Наша первая революция. Часть II | страница 89
Баррикады не защищались. Они служили лишь препятствием для передвижения войск, особенно драгун. В районе баррикад дома были вне пределов досягаемости для артиллерии. Лишь обстреляв всю улицу, войска «брали» баррикады, чтоб убедиться, что за ними никого нет. Тотчас после удаления солдат баррикады снова восстановлялись. Систематический расстрел города дубасовской артиллерией начинается 10 декабря. Пушки и пулеметы действуют неутомимо, обстреливая улицы. Жертвы падают уже не единицами, а десятками. Растерянные и разъяренные толпы перебегают с места на место, не веря реальности совершающегося: итак, солдаты стреляют, – и притом не по отдельным революционерам, а по темному врагу, который называется Москвою – по ее домам, где живут и старики и дети, по безоружным уличным толпам… «Убийцы и трусы! Вот как они восстанавливают свою маньчжурскую славу!».
После первых пушечных выстрелов постройка баррикад принимает лихорадочный характер. Теперь размах работы шире, приемы смелее. Обрушивают большой фруктовый павильон, киоск газетчика, срывают вывески, ломают чугунные ограды, рвут верхние провода электрического трамвая.
«Вопреки распоряжению полиции – держать ворота на запоре, – сообщают реакционные газеты, – ворота вовсе сняты с петель и употреблены на постройку баррикад!». 11 декабря весь город в главных пунктах своих покрыт сетью баррикад. Целые улицы опутаны паутиной проволочных заграждений.
Дубасов объявляет, что всякая толпа «более чем в три человека» будет расстреляна. Но драгуны стреляют и по одиноким. Сперва обыскивают: не найдут оружия, – отпустят и пошлют вдогонку пулю. Стреляют в зевак, читающих объявления Дубасова. Достаточно, чтоб из окна раздался одинокий выстрел, нередко открыто провокаторский, – и дом немедленно подвергается обстрелу артиллерии. Лужи крови и мозги с волосами, прилипшие к вывескам, обозначают путь, по которому прошла шрапнель. В разных местах – дома с зияющими пробоинами. У одного из разрушенных зданий – страшная реклама восстания, – тарелка с куском человеческого мяса и надписью: «Жертвуйте пострадавшим!».

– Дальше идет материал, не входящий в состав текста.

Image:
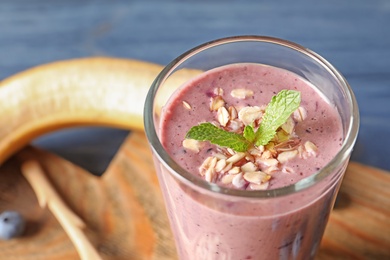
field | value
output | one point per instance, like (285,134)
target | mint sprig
(218,136)
(276,114)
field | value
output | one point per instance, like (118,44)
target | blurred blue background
(354,35)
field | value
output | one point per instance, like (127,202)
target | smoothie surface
(235,95)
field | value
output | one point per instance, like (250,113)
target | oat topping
(253,169)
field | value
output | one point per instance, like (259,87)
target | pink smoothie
(223,227)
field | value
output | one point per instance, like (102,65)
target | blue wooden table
(354,35)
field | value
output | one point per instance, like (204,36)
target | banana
(99,91)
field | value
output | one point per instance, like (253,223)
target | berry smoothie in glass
(251,152)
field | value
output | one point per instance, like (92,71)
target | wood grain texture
(126,218)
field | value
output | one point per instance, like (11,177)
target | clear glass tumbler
(212,222)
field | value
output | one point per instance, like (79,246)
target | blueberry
(11,224)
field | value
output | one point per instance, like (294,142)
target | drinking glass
(213,222)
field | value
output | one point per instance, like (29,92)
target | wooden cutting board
(126,219)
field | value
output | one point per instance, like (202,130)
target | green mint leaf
(249,133)
(215,135)
(276,114)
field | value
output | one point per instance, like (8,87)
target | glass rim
(189,178)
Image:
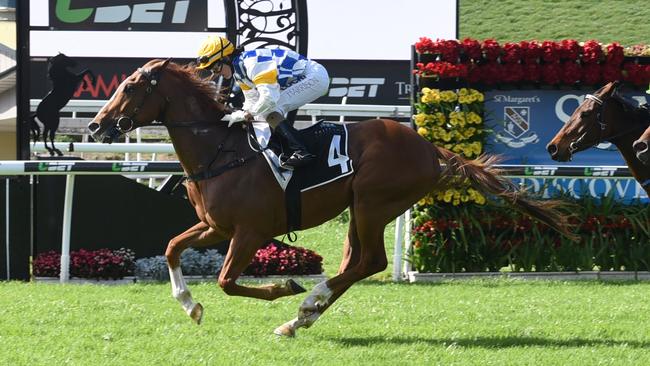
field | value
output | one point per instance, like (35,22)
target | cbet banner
(523,123)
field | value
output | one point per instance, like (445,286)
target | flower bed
(104,264)
(274,259)
(471,238)
(563,63)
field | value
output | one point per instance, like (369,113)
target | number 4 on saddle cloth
(328,141)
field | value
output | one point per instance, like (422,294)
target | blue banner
(525,121)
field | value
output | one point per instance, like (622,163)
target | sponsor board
(525,121)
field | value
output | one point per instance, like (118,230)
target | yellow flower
(448,96)
(430,96)
(420,119)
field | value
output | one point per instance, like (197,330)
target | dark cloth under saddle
(329,142)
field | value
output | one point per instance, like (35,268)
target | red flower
(569,50)
(441,69)
(471,48)
(550,52)
(591,52)
(491,49)
(512,53)
(611,73)
(512,73)
(551,73)
(491,73)
(532,51)
(591,74)
(615,54)
(532,72)
(450,50)
(571,72)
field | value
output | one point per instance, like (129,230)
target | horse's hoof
(295,287)
(285,331)
(197,313)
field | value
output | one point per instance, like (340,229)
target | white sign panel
(376,29)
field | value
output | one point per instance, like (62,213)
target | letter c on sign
(559,106)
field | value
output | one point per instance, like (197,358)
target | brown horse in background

В течение двух-трех дней настроение московского гарнизона определилось неблагоприятно для восстания. С самого начала волнений в казармах военные власти приняли целый ряд мер: уволили запасных, вольноопределяющихся, неблагонадежных и стали лучше кормить остальных. Для подавления восстания были сперва пущены в дело только наиболее надежные части. Сомнительные полки, лишенные наиболее сознательных элементов, сидели в казармах. Их Дубасов пустил в ход уже во вторую очередь. Сначала они шли неохотно и неуверенно. Но под влиянием случайной пули, агитации офицера, на почве голода и усталости, они доходили до страшной жестокости. Дубасов дополнял влияние этих условий действием казенной водки. Драгуны все время были полупьяны.